The change, which coincides with the first Sunday of Advent, is just one part of a long-awaited overhaul of the English-speaking version of the Roman Missal the text of prayers and instructions for celebration of the Mass.
The changes in the missal, the first since 1973, will affect the prayers offered by priests, the response by congregants and the lyrics of music for English-speaking Catholics throughout the world.
For example, the present recitation of the Nicene Creed the profession of faith includes the words that Jesus Christ is "one in being with the Father."
The new phrasing proclaims that Christ is "consubstantial with the Father," which means that Christ and God the Father are of the same essence.
Kennedy, who is chair of the Diocesan Liturgical Commission of the Roman Catholic Diocese of Rochester, conceded that the new wording of the Nicene Creed sounds awkward.

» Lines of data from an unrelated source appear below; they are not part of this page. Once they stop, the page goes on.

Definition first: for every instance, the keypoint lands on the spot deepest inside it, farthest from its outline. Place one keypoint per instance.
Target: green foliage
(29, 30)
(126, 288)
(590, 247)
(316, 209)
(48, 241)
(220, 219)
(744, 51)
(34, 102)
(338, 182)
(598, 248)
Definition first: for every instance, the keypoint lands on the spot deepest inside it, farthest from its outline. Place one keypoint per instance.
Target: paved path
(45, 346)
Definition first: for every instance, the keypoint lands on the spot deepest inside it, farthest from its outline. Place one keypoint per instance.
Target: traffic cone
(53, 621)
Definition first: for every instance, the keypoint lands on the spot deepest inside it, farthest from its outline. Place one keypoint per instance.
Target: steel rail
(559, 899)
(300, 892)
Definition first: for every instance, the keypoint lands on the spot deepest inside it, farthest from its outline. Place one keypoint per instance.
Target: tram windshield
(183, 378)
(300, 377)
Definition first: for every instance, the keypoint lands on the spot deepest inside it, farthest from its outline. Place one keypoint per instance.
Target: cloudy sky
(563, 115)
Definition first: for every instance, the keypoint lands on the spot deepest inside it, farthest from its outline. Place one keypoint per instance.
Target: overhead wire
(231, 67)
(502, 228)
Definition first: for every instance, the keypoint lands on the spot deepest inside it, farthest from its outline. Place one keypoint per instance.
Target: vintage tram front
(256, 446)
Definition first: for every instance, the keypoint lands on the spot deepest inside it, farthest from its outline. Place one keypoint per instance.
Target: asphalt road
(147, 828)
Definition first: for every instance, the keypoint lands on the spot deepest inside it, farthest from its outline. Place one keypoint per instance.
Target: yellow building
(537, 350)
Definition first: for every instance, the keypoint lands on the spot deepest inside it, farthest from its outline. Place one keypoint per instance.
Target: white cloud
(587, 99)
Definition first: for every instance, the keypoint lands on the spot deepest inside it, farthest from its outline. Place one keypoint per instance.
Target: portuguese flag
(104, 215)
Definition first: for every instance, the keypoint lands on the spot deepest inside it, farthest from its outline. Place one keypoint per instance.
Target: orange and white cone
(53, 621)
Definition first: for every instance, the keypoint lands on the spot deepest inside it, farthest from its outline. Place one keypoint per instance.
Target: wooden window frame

"That will be the greatest challenge for everybody," he said.
But he said the changes, which don't affect church dogma or teachings, are a more faithful translation of the official Latin text, much of which is based on Scripture.
Masses were celebrated in that language until 1968, when the language shifted to the vernacular and other changes were made.
"There's been an effort since the Mass came into English, back in the late '60s, to find a worthy translation from the Latin text," Kennedy said.
"The original translation that took place was done in a matter of months, rather quickly. There were concerns on a variety of fronts about the accuracy of the translation and whether it caught the beauty and the theology of the Latin translation.